Synopsis: THE GARDEN LADY by Susan Dworkin is a novel about unexpected love, the silence that becomes complicity, and the magic of redemption. Urgent and compelling, the story resonates with today’s headlines as it poses the ethical question: How do we live with what we know but choose not to think about or act upon?
Maxie Dash, the heroine of THE GARDEN LADY, is a famous beauty, a fashion icon, the face of many national TV ads. Her first husband, a world-class photographer, took nude pictures of her, which are so beautiful that they now hang in museums.
On the cusp of her 50s, Maxie decides to make one more marriage, something permanent and restful, to a rich man who will guarantee her an affluent life and future security. Amazingly she finds the perfect man. Even more amazingly, she grows to love him. Albert shares Maxie’s passion for the opera and willingly supports her favorite charities. He indulges her delight in public gardens and allows her to endow the community with their beauty. All he asks in return is that she give him her love and her unswerving loyalty and agree to know nothing — absolutely nothing — about his business.
Maxie is sustained by her best friend, the designer Ceecee Rodriguez, whom she treasures as a sister. But she is shaken by the persistent enmity of Sam Euphemia, a fierce young business executive, who suspects Albert of terrible crimes.
Add Maxie Dash to the list of great heroines of contemporary fiction. Smart, funny, enjoying every moment of her hard-won success, she ultimately faces the truth about her life, moves past denial and realizes that “her loyalty was a side effect of her greed and her greed was a crime against nature and her silence, her willful, terror-stricken silence, the true disaster.” Her attempt to turn Garbage Mountain, a New Jersey landfill, into a beautiful park is key to her redemption.
My review: 3 stars.
This book packs A LOT into its slim 220 pages.

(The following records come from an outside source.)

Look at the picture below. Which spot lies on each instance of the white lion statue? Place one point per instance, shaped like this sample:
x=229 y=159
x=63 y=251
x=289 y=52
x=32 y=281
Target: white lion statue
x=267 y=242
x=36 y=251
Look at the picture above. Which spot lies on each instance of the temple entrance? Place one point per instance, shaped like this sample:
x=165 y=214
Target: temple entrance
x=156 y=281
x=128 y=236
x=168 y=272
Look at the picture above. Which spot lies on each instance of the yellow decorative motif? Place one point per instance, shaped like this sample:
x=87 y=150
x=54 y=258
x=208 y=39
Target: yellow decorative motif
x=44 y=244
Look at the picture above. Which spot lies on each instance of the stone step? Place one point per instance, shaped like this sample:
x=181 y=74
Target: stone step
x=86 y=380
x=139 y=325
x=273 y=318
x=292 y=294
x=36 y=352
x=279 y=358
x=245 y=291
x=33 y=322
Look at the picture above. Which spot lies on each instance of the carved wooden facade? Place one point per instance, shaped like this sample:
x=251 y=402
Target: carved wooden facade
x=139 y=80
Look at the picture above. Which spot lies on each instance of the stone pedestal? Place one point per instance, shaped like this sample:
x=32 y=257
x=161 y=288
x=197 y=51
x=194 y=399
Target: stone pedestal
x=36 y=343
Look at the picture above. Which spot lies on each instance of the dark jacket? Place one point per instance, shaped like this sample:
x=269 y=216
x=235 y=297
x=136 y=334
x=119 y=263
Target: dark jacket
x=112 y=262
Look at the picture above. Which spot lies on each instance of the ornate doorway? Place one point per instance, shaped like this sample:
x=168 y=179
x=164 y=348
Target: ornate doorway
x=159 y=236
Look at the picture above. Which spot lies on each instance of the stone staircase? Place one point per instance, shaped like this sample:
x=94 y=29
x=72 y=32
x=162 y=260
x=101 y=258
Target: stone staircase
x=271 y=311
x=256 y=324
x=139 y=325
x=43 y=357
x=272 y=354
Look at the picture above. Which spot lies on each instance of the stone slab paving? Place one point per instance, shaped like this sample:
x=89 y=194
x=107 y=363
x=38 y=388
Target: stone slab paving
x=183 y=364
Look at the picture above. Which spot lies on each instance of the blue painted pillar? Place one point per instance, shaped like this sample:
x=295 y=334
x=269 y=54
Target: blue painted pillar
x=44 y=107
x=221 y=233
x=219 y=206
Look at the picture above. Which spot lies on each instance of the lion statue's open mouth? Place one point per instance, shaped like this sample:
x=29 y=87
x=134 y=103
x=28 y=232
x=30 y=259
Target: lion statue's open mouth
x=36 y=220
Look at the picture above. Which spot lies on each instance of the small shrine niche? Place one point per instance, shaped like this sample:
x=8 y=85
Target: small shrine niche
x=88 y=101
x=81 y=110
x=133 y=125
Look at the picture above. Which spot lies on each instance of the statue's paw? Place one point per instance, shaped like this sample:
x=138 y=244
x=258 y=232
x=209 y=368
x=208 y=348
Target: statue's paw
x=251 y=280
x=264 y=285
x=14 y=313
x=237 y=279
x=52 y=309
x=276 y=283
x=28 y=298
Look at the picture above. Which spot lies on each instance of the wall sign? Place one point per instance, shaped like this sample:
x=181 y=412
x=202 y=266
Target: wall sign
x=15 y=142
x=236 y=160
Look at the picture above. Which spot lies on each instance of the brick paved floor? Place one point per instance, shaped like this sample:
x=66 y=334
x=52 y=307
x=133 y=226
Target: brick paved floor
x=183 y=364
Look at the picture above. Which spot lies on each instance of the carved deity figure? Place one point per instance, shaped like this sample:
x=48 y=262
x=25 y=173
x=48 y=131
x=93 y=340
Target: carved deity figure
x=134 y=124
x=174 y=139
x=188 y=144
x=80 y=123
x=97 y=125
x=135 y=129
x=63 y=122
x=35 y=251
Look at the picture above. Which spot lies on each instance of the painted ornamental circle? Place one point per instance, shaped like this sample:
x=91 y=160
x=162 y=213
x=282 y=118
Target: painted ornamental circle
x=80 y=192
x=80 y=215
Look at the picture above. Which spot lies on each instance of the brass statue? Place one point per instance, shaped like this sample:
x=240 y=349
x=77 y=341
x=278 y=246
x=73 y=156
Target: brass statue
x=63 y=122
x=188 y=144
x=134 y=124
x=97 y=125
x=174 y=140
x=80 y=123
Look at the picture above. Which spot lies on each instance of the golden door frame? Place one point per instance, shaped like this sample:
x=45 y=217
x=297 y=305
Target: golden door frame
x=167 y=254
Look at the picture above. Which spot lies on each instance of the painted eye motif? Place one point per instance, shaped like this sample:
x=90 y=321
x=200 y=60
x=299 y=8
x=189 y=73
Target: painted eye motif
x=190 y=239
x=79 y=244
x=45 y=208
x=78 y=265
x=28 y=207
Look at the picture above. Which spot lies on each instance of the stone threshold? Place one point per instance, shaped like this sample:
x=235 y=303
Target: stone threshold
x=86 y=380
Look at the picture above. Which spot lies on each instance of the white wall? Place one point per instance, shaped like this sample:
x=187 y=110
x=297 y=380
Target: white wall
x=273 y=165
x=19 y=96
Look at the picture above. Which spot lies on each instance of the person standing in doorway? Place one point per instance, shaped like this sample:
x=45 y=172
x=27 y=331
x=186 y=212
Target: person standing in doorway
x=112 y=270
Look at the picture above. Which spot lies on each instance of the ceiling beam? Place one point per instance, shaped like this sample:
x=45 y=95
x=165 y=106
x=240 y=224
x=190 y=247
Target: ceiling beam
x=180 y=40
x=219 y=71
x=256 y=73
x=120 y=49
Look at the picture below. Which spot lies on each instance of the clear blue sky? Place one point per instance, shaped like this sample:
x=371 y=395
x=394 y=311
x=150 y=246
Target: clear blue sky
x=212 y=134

It’s not my typical genre of historical fiction or romance, but I’m trying to expand my horizons a bit so I was delighted to have the opportunity to read and review the book. It was a good palate cleanser after spending most of the winter reading feel-good, happy ending books.

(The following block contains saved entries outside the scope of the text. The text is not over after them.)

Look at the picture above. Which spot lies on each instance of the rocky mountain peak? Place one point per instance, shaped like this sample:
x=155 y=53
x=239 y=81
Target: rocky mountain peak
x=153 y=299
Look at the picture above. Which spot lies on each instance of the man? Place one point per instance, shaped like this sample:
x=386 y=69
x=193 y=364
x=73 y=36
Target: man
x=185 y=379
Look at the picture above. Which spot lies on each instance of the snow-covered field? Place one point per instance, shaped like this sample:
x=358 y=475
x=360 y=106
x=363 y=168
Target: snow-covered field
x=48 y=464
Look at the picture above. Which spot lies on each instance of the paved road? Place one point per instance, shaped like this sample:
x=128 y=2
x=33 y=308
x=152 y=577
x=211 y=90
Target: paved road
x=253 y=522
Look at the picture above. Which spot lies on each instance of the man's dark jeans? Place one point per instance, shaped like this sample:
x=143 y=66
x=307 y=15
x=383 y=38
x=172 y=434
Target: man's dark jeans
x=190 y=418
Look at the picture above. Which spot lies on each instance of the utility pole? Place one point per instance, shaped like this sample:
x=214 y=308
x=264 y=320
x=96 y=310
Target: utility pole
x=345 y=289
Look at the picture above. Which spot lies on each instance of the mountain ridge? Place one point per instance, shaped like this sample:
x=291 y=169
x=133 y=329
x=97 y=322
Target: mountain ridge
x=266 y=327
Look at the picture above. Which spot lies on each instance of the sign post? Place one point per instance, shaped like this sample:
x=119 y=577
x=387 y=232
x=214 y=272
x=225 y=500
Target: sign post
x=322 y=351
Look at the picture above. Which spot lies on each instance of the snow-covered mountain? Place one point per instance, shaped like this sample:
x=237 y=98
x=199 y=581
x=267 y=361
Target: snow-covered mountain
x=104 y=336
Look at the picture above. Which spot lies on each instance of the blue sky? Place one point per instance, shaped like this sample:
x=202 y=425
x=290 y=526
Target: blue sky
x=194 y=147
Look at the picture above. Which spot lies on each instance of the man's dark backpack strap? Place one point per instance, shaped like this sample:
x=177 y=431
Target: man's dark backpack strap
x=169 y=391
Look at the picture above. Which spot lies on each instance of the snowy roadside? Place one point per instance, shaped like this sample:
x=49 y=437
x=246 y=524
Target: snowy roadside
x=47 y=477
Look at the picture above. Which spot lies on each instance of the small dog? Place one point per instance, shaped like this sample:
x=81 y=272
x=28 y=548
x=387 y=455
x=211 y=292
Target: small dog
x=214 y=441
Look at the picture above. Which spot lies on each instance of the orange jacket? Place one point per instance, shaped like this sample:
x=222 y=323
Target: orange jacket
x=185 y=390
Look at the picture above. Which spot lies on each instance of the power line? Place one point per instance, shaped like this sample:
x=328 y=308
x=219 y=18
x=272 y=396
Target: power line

It’s fast-paced which I appreciate in a thriller/suspense like book. Years ago, I read more in that genre (I loved Mary Higgins Clark books through high school and college), but as I had more time to read for pleasure, I found that suspense books often didn’t develop fast enough or the plot dragged on and I couldn’t read fast enough to enjoy. Or I figured out the whodunit? or big twist early on and it ruined the book for me.
In any case, The Garden Lady, while it has a lot going on (love affairs, crime, family drama, etc.) and has a lot of characters, didn’t drag for me and it kept me guessing as to where the author was going with the plot. I appreciated that the author didn’t spend a lot of time with character development that took away from the main plot, but I still felt like I understood who these people were, motivations, etc. The main character, Maxie, is complex and interesting, which helps in her path forward in reaching her goal to build a memorial garden. I know it sounds weird that the premise of starting a garden in honor of a dead spouse can be riveting, but the author’s character development, and the role of the deceased husband Albert (and his past) helps to make it interesting. Trust me!
Overall, I gave it three stars not for any fault of the author, but mostly because of my own reading habits and life. I didn’t get to read it in one weekend as I’d hoped and so it took a few sittings, which had me having to re-read a bit and remember everything that I had previously read– might be pregnancy brain, or just that there is A LOT going on with not a lot of pages.